At 8:30 the IV nurse was here and the sleep gig was over. Lars was amazing through the new IV placement; with mama's singing he winced but didn't cry. They were able to insert a larger needle that should last through various procedures & scans, and they were able to place it a bit farther up on his hand so he can still use his fingers. Still, Lars' mood was decidedly dampened by having the IV back in. Understandable.
We're listening to Stevie Wonder this morning. Love it.
Another gift this morning, Tamara provided black gold on demand: small mr. coffee + lb of *$ sumatra + filters + scoop + loan of her tickle monster mug = Mama juice whenever she needs it. Life just got better.

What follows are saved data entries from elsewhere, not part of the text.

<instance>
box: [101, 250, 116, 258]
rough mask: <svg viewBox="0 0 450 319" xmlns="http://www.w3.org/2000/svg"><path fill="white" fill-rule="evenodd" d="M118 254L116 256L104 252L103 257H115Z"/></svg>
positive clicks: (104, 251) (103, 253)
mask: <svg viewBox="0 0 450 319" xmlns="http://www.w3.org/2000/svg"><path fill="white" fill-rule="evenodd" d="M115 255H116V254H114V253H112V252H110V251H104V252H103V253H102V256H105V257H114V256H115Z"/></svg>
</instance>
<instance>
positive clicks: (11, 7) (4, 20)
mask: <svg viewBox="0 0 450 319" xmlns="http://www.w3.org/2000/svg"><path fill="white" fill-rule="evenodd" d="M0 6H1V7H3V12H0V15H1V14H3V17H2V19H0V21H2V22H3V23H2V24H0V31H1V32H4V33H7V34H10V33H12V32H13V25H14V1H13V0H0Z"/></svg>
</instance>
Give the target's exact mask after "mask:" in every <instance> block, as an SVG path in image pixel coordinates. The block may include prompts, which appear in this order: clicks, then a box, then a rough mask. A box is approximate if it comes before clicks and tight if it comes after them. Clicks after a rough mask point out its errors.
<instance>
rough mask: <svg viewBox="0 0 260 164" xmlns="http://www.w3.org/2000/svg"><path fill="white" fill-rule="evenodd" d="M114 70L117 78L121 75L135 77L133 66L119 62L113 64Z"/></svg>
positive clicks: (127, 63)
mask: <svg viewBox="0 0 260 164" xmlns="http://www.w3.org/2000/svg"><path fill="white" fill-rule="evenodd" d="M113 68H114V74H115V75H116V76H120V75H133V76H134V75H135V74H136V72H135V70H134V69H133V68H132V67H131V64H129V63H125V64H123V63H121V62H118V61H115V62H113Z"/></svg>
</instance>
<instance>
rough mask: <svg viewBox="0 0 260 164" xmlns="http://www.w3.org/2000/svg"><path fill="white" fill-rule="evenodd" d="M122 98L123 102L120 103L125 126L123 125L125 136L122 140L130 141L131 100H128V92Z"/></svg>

Yesterday full of the joy of having recovered so fast from my blitzbug, the company of my beautiful sons & wife, Jill who came in the afternoon, the 17 eager grad students I met @ 4 for our first of 15 classes together, Denise in the evening, and then Carylbeth deep into the night--my night nurse from way back when Lars was 2 months old. So good to have a beautiful night owl friend who lives closeish. And then a pretty good sleep, coffee this morning, and most of all a glimpse of happy Lars again. I am so thankful.

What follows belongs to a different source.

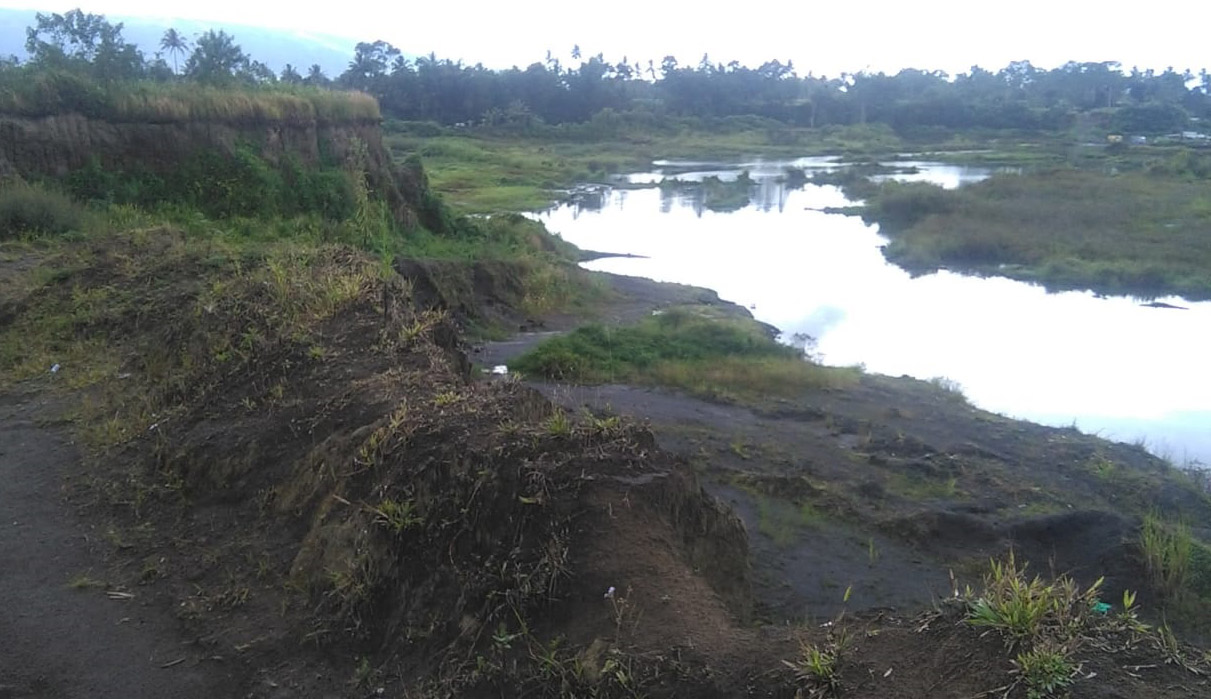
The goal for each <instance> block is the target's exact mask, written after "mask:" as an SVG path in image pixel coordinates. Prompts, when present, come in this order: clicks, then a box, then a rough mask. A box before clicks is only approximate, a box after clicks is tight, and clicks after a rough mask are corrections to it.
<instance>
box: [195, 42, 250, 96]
mask: <svg viewBox="0 0 1211 699" xmlns="http://www.w3.org/2000/svg"><path fill="white" fill-rule="evenodd" d="M248 64H249V62H248V57H247V56H246V55H245V52H243V50H242V48H240V46H239V45H237V44H236V42H235V38H234V36H231V35H230V34H228V33H226V31H223V30H222V29H220V30H218V31H216V30H213V29H211V30H210V31H207V33H205V34H202V35H201V36H199V38H197V44H196V45H195V46H194V52H193V53H191V55H190V56H189V61H188V62H186V63H185V75H189V76H190V78H193V79H194V80H196V81H199V82H203V84H210V85H223V84H228V82H231V81H234V80H235V79H236V75H237V74H240V73H243V71H246V70H247V69H248Z"/></svg>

Holding this little-boy-piece-of-my-heart-out-there through his pain, and through the 'snowing' that comes over him while he's on both valium and morphine but they're still not blocking all the agony and he doesn't know who we are or where he is, only the misery- It's heartbreaking. It's like the feeling of seeing his light flicker when he has a seizure.
"The way we look to a distant constellation that's dying in a corner of the sky..." (Paul Simon, Boy in the Bubble)
The balance lives in the overwhelming gratitude I feel when the light is strong.
I have always been blessed with a nose that's not only monumental in length, but also in its olfactory detection abilities. The roommates who arrived yesterday afternoon have a decidedly unpleasantly strong odor about them. Anyone have a pick axe or diamond ring that I could use to make a hole in my window?